Final answer:
The total energy absorbed by the canister containing 390 g of ice and 100 g of water in the oven is 344,800 cal. This includes converting ice to water, heating the water to boiling, and then vaporizing the water into steam.
Step-by-step explanation:
To find out the total energy absorbed by the canister of ice and water in the oven, we calculate the energy required for each phase change and temperature change the water undergoes.
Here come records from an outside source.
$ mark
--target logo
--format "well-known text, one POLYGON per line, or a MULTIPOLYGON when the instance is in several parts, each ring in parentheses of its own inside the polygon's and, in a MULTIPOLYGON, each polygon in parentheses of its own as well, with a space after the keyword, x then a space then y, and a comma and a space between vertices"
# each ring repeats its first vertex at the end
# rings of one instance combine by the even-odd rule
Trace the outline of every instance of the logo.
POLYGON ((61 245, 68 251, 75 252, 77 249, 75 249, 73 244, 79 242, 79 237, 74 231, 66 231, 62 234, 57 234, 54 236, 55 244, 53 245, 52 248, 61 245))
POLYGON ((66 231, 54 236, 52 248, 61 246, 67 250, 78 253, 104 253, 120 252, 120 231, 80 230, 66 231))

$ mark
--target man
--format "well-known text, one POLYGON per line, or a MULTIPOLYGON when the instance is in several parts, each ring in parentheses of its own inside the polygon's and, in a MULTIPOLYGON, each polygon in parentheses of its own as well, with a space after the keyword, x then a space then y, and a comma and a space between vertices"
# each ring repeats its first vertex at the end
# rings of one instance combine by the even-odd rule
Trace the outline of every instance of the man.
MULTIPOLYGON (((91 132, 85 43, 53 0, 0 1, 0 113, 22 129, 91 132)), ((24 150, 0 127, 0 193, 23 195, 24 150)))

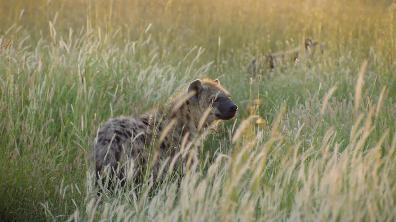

We have 390 g of ice and 100 g of liquid water, all starting at 0 °C.
- Firstly, we need to convert all the ice to water. The heat of fusion for water is 80 cal/g. So, for 390 g of ice, the heat required is 390 g × 80 cal/g = 31,200 cal.
- Next, we raise the temperature of the now 490 g of water (390 g from the melted ice and 100 g initial water) from 0 °C to 100 °C. The specific heat of water is 1.0 cal/g°C, therefore the heat required is 490 g × 100 °C × 1.0 cal/g°C = 49,000 cal.
- Finally, we convert the liquid water to steam. The heat of vaporization for water is 540 cal/g. So for 490 g of water, the heat required is 490 g × 540 cal/g = 264,600 cal.
Add these three quantities to get the total heat absorbed: 31,200 cal + 49,000 cal + 264,600 cal = 344,800 cal.
Therefore, the total energy absorbed by the canister in calories is 344,800 cal.